By Staff | Oct 21, 2008

A Fort Myers-based furniture company expressed its frustration in September with how the Lee County School District purchases from only two vendors who are not located in Southwest Florida.

Joseph Gammons, president of Office Furniture and Design Concepts, contacted Board Chairman Jeanne Dozier last month explaining that the company had attempted to do business with the school district for the last three years, but had been repeatedly turned down.

The district primarily deals with two companies for its furniture needs, Virco and Contrax, and employs the “turnkey approach” which places the responsibility of product building and delivering to the vendor and not the school district.

“I can no longer remain silent due to the current economic climate here in Southwest Florida,” said Gammons. “Over the past three years, the school district has spent approximately $10 million on school furnishings with vendors who are located in Gainesville and California.”

The unemployment rate in Lee County is now over 9 percent, and Gammons asked for the district to consider entering into local contracts that would benefit the Southwest Florida economy.

“Because of this economic forecast I believe it is imperative that the school district purchase locally for any service they require that is able to be provided by a local vendor,” said Gammons.

Superintendent James Browder agreed that the district uses the “turnkey approach,” which is considered risky because mistakes in product development are typically found later down the line and can be expensive to correct.
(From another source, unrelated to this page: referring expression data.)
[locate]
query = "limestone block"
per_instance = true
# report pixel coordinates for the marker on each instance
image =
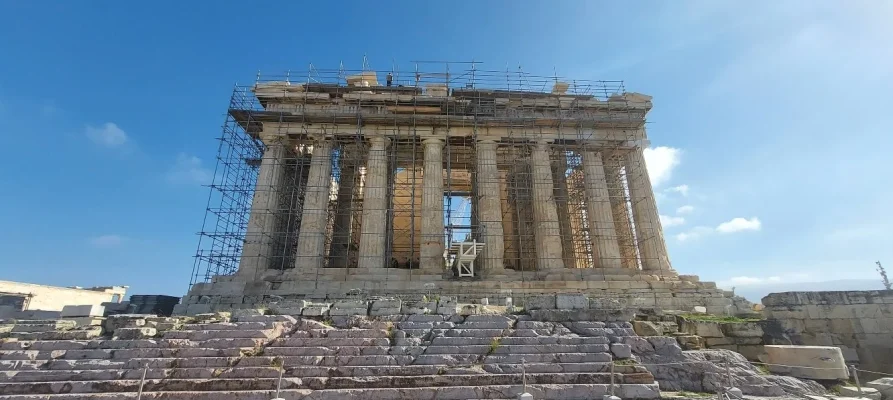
(646, 328)
(751, 352)
(317, 310)
(89, 310)
(747, 330)
(543, 302)
(692, 342)
(884, 386)
(866, 392)
(349, 307)
(607, 303)
(621, 350)
(196, 309)
(571, 302)
(389, 306)
(821, 362)
(447, 306)
(135, 333)
(702, 328)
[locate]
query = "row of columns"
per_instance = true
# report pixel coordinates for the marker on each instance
(606, 211)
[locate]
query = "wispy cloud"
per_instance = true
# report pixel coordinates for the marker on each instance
(668, 221)
(108, 135)
(660, 162)
(739, 225)
(106, 241)
(693, 234)
(681, 189)
(188, 169)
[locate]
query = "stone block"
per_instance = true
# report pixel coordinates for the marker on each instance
(349, 308)
(692, 342)
(744, 330)
(88, 310)
(543, 302)
(751, 352)
(702, 328)
(317, 310)
(818, 362)
(621, 350)
(196, 309)
(864, 393)
(646, 328)
(884, 386)
(419, 307)
(571, 302)
(389, 306)
(135, 333)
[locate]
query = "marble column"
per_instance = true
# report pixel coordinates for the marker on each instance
(489, 213)
(618, 199)
(510, 236)
(432, 207)
(373, 231)
(545, 215)
(340, 248)
(602, 233)
(559, 177)
(649, 234)
(259, 235)
(315, 212)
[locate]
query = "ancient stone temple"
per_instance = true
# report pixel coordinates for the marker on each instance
(464, 183)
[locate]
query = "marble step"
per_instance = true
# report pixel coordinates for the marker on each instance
(311, 371)
(492, 392)
(315, 383)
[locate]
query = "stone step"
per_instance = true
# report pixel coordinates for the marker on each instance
(241, 371)
(315, 383)
(329, 342)
(219, 326)
(529, 341)
(492, 392)
(499, 348)
(350, 333)
(223, 334)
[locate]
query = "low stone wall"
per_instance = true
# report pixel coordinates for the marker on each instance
(859, 322)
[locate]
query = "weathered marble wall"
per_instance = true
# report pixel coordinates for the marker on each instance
(859, 322)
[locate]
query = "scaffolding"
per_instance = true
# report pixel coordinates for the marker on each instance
(264, 189)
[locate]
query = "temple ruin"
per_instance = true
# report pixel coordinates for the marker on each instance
(464, 182)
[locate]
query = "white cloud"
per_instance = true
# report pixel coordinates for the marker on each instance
(681, 189)
(694, 233)
(189, 170)
(685, 210)
(108, 135)
(106, 241)
(660, 162)
(668, 221)
(739, 224)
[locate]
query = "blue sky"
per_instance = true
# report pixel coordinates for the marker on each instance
(771, 127)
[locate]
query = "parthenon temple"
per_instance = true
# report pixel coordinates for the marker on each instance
(467, 183)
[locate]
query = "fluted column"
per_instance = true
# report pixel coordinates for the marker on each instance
(606, 251)
(489, 208)
(260, 232)
(373, 231)
(559, 177)
(622, 218)
(649, 234)
(315, 212)
(340, 247)
(545, 215)
(432, 207)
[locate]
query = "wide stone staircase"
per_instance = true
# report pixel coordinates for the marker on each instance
(389, 357)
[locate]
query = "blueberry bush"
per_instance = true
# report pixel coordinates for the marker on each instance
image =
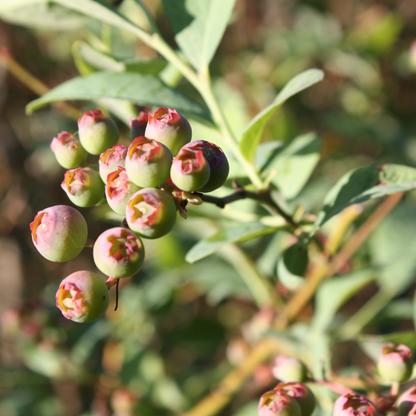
(233, 233)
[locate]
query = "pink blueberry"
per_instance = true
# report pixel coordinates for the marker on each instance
(83, 187)
(97, 132)
(59, 233)
(82, 297)
(111, 160)
(68, 150)
(170, 128)
(119, 190)
(277, 403)
(118, 252)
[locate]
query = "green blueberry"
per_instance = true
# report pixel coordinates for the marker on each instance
(59, 233)
(97, 132)
(83, 186)
(148, 162)
(118, 252)
(151, 213)
(82, 297)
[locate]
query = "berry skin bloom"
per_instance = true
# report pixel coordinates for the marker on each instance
(170, 128)
(68, 150)
(83, 187)
(190, 171)
(277, 403)
(118, 252)
(119, 190)
(354, 405)
(138, 125)
(82, 297)
(148, 162)
(151, 213)
(59, 233)
(97, 132)
(301, 393)
(395, 363)
(217, 162)
(111, 160)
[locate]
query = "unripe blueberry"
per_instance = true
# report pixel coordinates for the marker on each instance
(301, 393)
(190, 171)
(138, 125)
(151, 213)
(59, 233)
(119, 190)
(83, 186)
(111, 160)
(148, 162)
(395, 363)
(68, 150)
(118, 252)
(97, 132)
(407, 402)
(82, 297)
(352, 404)
(289, 369)
(170, 128)
(277, 403)
(217, 161)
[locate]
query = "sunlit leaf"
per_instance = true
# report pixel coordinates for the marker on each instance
(199, 26)
(293, 166)
(230, 235)
(363, 184)
(143, 89)
(254, 130)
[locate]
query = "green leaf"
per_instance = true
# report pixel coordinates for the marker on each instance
(254, 130)
(393, 247)
(294, 165)
(88, 60)
(199, 26)
(140, 89)
(292, 266)
(42, 16)
(365, 183)
(372, 344)
(333, 293)
(235, 234)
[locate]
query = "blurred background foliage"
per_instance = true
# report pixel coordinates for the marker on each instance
(179, 328)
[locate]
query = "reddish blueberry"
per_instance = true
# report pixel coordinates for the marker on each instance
(170, 128)
(68, 150)
(118, 252)
(82, 297)
(83, 186)
(111, 160)
(97, 132)
(148, 162)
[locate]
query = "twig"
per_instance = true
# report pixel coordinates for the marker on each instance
(301, 298)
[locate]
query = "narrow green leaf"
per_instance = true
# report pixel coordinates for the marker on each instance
(333, 293)
(363, 184)
(141, 89)
(254, 130)
(88, 60)
(372, 344)
(294, 165)
(199, 26)
(227, 236)
(292, 266)
(41, 15)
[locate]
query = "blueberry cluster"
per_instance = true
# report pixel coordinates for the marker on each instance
(146, 183)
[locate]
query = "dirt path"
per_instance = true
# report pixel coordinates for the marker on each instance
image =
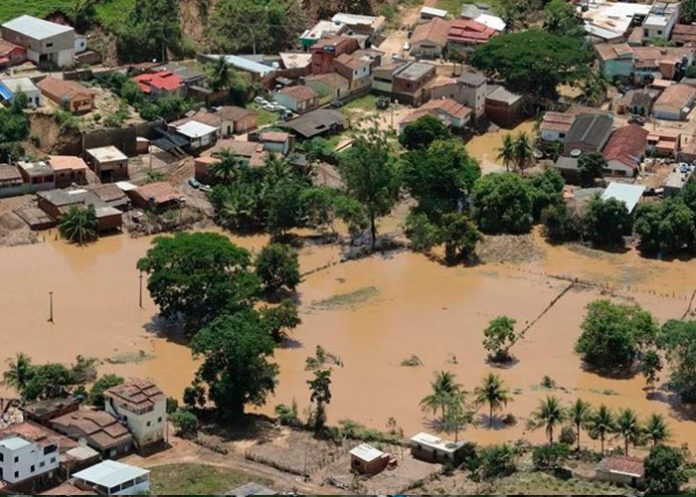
(184, 451)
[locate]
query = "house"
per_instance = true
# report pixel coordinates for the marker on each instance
(624, 470)
(276, 142)
(69, 95)
(449, 111)
(472, 92)
(55, 203)
(429, 40)
(10, 87)
(329, 86)
(101, 430)
(660, 20)
(409, 81)
(683, 34)
(325, 51)
(615, 59)
(109, 163)
(503, 107)
(22, 458)
(664, 143)
(638, 102)
(11, 182)
(316, 123)
(38, 175)
(588, 133)
(367, 460)
(625, 150)
(630, 195)
(675, 102)
(140, 403)
(322, 29)
(355, 70)
(47, 43)
(430, 448)
(555, 126)
(298, 99)
(236, 120)
(11, 54)
(114, 478)
(160, 84)
(198, 135)
(465, 35)
(68, 170)
(42, 411)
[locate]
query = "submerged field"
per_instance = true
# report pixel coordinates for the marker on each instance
(373, 313)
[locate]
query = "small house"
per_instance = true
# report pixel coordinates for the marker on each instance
(68, 95)
(429, 40)
(68, 170)
(367, 460)
(11, 87)
(108, 163)
(114, 478)
(622, 470)
(298, 99)
(430, 448)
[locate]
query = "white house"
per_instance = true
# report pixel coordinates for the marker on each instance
(21, 459)
(114, 478)
(143, 407)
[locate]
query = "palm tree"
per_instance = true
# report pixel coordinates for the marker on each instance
(225, 170)
(549, 415)
(445, 390)
(492, 392)
(19, 372)
(601, 423)
(628, 427)
(656, 429)
(79, 225)
(523, 151)
(506, 153)
(579, 414)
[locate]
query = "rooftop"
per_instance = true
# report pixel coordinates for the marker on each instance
(36, 28)
(110, 473)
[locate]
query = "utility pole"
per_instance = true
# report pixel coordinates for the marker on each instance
(50, 308)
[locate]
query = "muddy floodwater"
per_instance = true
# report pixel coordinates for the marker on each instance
(373, 313)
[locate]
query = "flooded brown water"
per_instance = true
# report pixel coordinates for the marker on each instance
(373, 313)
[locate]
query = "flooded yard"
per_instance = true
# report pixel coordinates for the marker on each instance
(373, 313)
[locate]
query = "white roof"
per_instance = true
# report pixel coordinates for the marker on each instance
(107, 153)
(366, 452)
(195, 129)
(14, 443)
(432, 11)
(628, 194)
(17, 84)
(110, 473)
(36, 28)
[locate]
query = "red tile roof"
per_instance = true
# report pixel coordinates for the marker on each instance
(163, 80)
(470, 32)
(626, 145)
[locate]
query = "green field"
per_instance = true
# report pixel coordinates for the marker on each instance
(196, 479)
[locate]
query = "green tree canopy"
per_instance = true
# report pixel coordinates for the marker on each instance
(235, 349)
(612, 334)
(533, 61)
(196, 276)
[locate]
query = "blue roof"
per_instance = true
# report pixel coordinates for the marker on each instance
(5, 93)
(246, 64)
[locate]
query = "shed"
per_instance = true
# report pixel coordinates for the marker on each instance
(630, 195)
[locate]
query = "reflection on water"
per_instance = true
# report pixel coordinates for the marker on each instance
(413, 307)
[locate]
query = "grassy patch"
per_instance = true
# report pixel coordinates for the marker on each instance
(346, 300)
(197, 479)
(130, 358)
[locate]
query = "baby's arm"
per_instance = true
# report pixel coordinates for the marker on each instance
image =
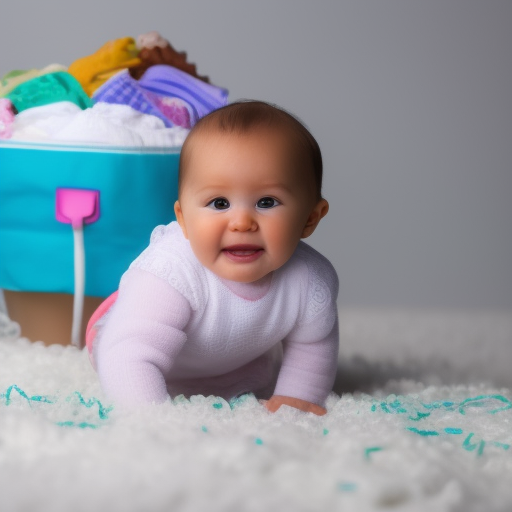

In his response, Browder said “we believe that this approach still provides the best means of coordinating and managing furniture purchases,” but also said he would hold a new solicitation for services by late November.

“We agree that given the current economic state it is in the best interest of the district to issue a new solicitation for these services,” said Browder.

This is not the first time the district has been criticized for not using local sources. In the spring, it was discovered that six information technology professionals were outsourced from India to assist with the district’s approximate $30 million computer overhaul.

Also, out-of-state products were recently procured from part of a $250,000 food bid.

On the other hand, the district does purchase much of its produce locally in Fort Myers from FreshPoint and its fuel from Evans Oil Company in Naples.

Gammons said the district avoids doing business with local companies.

“As a business owner in Lee County and a person who employs people from all over Southwest Florida, it is discouraging that the school district has chosen to buy products from out of town because they believe the local businesses cannot handle the task,” said Gammons.

Another issue, according to Gammons, is that the district is purchasing products from an agreement called U.S. Communities, instead of the Florida State Contract. He states that this is taking money from the taxpayers because the district is not receiving the best price on products.